Encoding of rtf file

2020-02-15 09:18发布

问题:

I get a base64 encoded string which represents a rtf-file.

If I look the original text representation (before base64 encode) I see the character sequence F¸r. This should stand for Für, when displayed in a viewer. The header of the rtf-file contains ansicpg1252 so this should be the encoding except otherwise changed (escape sequences, font definitions, ..).

My problem now is that I can't correctly decode the base 64 string to its original representation. I never get F¸r anymore. Instead I have Für or even F\'fcr. Through this the representation of the umlaut is wrong when displaying the decoded rtf in a viewer.

So what is the original encoding of the rtf-file? Or what is going wrong here?
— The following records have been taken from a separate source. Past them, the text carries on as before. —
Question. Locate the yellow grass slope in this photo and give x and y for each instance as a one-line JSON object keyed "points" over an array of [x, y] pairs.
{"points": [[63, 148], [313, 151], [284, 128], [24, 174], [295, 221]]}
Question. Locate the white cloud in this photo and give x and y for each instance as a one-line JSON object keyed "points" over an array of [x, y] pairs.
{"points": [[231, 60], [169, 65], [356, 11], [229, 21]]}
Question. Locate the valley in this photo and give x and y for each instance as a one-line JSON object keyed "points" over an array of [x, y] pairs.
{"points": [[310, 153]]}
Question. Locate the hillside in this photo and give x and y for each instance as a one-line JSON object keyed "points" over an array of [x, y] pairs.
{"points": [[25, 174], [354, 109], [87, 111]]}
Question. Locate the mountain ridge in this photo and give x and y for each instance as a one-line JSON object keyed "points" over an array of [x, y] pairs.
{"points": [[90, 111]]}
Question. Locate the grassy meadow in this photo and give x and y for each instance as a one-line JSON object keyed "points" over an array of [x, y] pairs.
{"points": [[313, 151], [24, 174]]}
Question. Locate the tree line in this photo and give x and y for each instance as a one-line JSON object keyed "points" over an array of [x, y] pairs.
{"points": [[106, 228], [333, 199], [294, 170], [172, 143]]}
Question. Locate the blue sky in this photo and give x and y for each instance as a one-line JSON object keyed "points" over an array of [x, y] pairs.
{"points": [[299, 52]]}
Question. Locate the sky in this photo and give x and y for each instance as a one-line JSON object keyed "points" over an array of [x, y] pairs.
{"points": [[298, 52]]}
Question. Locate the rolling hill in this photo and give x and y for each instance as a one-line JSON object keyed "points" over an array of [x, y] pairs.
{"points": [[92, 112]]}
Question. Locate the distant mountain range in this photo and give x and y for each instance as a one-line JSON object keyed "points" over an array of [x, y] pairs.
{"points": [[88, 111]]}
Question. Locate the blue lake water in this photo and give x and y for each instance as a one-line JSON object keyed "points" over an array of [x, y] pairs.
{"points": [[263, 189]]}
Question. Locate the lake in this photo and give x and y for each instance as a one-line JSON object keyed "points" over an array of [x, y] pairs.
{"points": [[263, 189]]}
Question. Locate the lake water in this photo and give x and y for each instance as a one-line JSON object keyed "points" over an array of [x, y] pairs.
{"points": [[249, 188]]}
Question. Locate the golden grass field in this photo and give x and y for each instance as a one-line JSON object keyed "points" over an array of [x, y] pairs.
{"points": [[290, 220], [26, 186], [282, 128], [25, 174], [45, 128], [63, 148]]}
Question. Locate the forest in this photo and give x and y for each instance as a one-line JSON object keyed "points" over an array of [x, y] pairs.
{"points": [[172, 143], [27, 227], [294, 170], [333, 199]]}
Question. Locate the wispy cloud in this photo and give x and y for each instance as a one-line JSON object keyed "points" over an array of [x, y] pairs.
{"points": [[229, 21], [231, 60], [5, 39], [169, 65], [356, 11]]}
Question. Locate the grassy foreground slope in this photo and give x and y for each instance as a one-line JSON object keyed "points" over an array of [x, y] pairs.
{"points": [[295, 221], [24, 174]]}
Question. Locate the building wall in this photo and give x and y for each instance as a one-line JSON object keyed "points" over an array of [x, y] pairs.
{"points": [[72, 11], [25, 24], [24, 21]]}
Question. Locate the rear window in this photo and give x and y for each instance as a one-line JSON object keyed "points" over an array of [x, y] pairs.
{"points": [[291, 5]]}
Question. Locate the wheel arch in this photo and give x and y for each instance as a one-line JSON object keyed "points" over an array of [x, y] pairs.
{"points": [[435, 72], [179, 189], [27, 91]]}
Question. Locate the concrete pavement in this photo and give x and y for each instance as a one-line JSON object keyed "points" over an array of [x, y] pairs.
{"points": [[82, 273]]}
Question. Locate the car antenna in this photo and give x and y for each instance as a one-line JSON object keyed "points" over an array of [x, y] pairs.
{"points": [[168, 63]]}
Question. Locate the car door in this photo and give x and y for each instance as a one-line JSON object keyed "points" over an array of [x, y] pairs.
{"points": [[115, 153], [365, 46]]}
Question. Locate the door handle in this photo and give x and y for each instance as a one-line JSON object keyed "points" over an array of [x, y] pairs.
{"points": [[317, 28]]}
You can have a look into a sample file here. This is the base 64 encoded string I get.

Edit:

I don't have the code for the encoding, but I think I can reconstruct that. This is my code for this:

string path = "/some/path/ltxt1 Kopie.rtf";
byte[] document = File.ReadAllBytes(path);
string base64string = Convert.ToBase64String(document);
var isoBytes = Convert.FromBase64String(base64string);

File.WriteAllText ("/some/path/sketch.rtf", System.Text.Encoding.GetEncoding("iso-8859-1").GetString(isoBytes));

I tried to change the encoding, but with windows-1252 I get an error (sketch: encoding name not supported, real project: array not null).

回答1:

Your issue is not the encoding of the file. If you run your code and compare the results, the text is the same in each.

Your issue is that the source file is ANSI encoded and your second file is UTF-8 encoded. However, the RTF directive in the text tells whatever is interpreting the RTF that is it ANSI encoded (the ansicpg1252 part). So it then makes a total mess of decoding it due to the mismatch.

The simplest way around this is to make sure you write it back to disc using the matching encoding:

var iso = Encoding.GetEncoding("ISO-8859-1");
File.WriteAllText("/some/path/sketch.rtf", iso.GetString(isoBytes), iso);

Or, more simply:

File.WriteAllBytes("/some/path/sketch.rtf", isoBytes);